The main foci of Stations of the Heart (the title is a reference to the Christian Stations of the Cross) are the trials and tribulations of dating from a female perspective. Well, sort of a female perspective. The score is strongly evocative of the Broadway sounds of the 1920s-1950s, and the lyrics delve into more or less exactly the sorts of stylized caricatures of femininity that you expect in those periods. Indeed, much of the recurring humor about the (ever offstage, never seen) men’s flaws revolves on the very thinly veiled implications that they are gay – something also typical of the period.

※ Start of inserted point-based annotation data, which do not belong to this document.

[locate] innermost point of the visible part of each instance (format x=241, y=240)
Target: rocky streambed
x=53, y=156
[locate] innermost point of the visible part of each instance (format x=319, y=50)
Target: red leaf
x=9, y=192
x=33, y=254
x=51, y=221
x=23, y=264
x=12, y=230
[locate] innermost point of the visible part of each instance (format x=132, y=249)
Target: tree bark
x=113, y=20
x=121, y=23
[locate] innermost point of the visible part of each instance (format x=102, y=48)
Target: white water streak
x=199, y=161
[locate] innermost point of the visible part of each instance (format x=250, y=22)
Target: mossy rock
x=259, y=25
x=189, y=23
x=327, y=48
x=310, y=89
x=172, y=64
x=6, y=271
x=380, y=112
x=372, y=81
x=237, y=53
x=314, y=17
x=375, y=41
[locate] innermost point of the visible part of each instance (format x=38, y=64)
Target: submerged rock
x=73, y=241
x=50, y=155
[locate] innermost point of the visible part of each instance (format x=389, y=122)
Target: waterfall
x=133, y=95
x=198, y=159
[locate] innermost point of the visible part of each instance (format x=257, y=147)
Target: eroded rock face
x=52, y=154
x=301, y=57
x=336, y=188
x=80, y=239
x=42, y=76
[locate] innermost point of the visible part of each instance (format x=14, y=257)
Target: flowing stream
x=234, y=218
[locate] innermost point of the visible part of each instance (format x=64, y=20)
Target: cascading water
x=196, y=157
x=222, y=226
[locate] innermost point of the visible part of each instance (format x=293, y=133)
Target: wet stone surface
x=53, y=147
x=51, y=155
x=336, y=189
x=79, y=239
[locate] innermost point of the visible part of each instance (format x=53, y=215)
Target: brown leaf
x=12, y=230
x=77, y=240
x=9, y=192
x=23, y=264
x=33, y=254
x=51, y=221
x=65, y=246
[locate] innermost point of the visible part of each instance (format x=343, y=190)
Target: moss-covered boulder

Whether these details are incidental, welcome, or bothersome is a subjective thing. At Sunday’s performance, the greying audience seemed more amused than perturbed by this old-fashioned vibe, laughing vigorously at the many lyrical jokes and humorous setups. It’s rather like digging up an old Noël Coward revue – so much that you could pull lines from the New York Times review of Coward’s Sigh No More (1945) and find they fit quite exactly: “A light, easy, amusing entertainment, disconcertingly without the impress of a definite style.”

The 10th Station of the Cross at the Basilique de Notre Dame de Genève. As with the Biblical Jesus, the women in Stations of the Heart undergo a tortuous journey towards a hoped-for end, including being stripped of their dignity in numerous ways. Photo by Yann.

There is something to be said for light entertainment – certainly, there are many pleasant bow strokes of the cello under Diane Tremaine’s melodious hands, and the trio of singer-actors (Elena Glass, Dee Noah, and Sara Ochs) give amiable performances. Still, it’s the moments where songs seem to connect – and particularly the Act I trio finale, which is fantastic – where the material shines the most.

It has been more than a century since story-driven musical theater became Broadway’s predominant thrust, the odd jukebox musical and Smokey Joe’s Cafe notwithstanding. Revues and musical theatre song cycles are the exception, not the rule, and they tend to be brief amuse-bouches: pleasant in the moment, and not really intended to be a meal. As Coward said of revues, “Everything has to be condensed to an appalling brevity.”

The brevity and ephemerality of the moments in Maurer and Payne’s Stations of the Heart is both its greatest strength and its greatest weakness. It’s an afternoon of enjoying jokes, songs, and amusing situations without having to worry about even a wisp of a plot, and thence on to the rest of your day (or dinner), with nary a care to follow.

Stations of the Heart plays through October 17 at Nautilus Music-Theater in Lowertown St. Paul, MN.